Python PIL _getexif, TAGS 적용, AttributeError, JPEG, TIFF 차이

728x90

가장 표면적인 응용 기술 부분부터 살펴나간다.

1. PIL의 _getexif, TAGS

다음 코드를 통해 이미지 파일의 메타정보(촬영일, 촬영 장소 gps, 이미지 크기 등)를 얻어낼 수 있다.

from PIL import Image, ExifTags

image_file = Image.open("./열고자 하는 그림 파일")
exif = image_file._getexif()
if exif:
	exif_tag = {ExifTags.TAGS[k] for k, v in exif.items() if k in ExifTags.TAGS}

PIL은 Python의 Image 처리 라이브러리이다. 여기서 Image 클래스를 이용하여 Image들을 처리할 수 있다.

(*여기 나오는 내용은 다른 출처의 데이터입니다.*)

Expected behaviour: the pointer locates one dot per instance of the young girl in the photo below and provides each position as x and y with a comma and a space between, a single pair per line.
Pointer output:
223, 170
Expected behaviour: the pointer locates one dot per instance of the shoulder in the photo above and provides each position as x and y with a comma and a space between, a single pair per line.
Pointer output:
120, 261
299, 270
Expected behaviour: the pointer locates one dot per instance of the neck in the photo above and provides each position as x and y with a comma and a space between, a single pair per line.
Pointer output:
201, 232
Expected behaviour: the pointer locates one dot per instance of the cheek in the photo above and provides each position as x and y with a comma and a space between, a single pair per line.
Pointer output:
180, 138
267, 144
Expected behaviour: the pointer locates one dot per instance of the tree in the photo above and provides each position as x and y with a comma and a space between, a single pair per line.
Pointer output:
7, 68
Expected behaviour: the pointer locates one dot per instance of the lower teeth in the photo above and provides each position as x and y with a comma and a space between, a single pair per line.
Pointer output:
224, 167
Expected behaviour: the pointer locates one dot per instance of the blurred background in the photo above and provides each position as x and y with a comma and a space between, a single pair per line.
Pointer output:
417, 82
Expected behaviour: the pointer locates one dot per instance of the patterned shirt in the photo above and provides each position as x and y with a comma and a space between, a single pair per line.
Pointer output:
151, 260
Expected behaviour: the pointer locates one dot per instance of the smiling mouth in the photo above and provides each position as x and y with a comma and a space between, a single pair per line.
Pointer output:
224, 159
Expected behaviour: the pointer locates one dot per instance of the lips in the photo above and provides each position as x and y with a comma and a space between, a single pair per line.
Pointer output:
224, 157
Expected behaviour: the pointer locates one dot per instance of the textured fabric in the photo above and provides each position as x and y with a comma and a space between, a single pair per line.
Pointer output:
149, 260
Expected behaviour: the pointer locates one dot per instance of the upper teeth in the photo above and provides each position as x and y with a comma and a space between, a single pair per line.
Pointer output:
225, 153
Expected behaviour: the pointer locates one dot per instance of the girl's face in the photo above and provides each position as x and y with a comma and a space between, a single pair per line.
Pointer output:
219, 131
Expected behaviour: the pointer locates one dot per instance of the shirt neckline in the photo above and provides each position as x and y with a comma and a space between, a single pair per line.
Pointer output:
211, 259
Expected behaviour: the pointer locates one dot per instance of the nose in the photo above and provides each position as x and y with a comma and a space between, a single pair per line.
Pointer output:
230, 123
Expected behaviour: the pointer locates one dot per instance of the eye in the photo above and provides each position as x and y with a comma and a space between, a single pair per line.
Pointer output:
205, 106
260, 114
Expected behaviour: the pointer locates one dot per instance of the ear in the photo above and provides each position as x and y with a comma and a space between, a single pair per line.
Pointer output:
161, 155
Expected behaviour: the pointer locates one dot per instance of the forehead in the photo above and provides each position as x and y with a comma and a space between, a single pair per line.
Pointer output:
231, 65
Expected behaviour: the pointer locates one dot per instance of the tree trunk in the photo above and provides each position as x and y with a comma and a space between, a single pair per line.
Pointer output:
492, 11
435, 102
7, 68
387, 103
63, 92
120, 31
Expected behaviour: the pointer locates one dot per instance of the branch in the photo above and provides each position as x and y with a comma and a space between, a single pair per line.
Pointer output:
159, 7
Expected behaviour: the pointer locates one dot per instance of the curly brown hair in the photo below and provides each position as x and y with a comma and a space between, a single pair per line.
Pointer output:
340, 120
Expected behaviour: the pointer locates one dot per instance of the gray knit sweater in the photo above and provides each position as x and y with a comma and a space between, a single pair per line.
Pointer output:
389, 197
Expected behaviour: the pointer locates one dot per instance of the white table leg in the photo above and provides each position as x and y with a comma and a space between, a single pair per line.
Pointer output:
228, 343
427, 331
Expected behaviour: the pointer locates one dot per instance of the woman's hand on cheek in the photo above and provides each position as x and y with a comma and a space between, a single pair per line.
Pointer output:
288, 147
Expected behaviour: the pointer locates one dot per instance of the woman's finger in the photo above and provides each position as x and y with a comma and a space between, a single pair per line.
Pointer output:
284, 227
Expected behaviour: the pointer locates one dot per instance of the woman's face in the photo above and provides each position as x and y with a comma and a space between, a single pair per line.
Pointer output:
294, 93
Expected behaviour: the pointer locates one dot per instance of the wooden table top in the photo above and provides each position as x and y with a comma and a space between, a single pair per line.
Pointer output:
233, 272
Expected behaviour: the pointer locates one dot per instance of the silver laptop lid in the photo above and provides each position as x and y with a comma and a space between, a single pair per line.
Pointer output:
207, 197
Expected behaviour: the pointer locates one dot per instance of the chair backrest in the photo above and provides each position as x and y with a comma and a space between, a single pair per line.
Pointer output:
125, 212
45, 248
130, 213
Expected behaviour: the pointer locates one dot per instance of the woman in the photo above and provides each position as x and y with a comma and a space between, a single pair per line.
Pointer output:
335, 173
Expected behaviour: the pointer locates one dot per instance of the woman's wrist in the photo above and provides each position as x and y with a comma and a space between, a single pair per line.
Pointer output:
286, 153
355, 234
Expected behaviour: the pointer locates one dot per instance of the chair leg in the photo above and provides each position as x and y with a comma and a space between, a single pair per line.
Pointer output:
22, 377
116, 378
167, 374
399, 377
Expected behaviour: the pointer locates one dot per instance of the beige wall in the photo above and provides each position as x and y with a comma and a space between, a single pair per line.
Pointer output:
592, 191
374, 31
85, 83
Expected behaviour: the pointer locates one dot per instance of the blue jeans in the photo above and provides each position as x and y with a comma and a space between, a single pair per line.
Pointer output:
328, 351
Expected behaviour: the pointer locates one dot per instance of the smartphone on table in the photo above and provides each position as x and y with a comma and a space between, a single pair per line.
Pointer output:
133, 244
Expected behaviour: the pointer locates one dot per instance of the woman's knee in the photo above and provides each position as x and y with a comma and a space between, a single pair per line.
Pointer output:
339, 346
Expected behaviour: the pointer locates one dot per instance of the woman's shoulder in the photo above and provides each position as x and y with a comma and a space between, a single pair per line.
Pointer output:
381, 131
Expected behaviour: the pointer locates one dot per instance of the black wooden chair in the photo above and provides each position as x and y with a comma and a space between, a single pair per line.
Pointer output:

ExifTags는 이미지 파일의 메타 정보에 대한 key값들의 목록이다. 예를 들어 이미지 파일의 메타정보에 {"DataTimeOriginal" : "2022-12-31T12:31:00:00)이라고 저장되어있다면, 키 값인 "DateTimeOriginal"값이 들어있는 것이다. 따라서 _getexif() 메서드로 뽑아온 Dictionary 형태의 메타정보를 Comprehension 문법을 이용하여 뽑아올 수 있는 것이다.

2. AttributeError with TIFF Image

그런데, _getexif() 메서드를 TIFF 확장자를 갖는 Image 파일에 적용하면 PIL 라이브러리에서 AttributeError를 발생시킨다.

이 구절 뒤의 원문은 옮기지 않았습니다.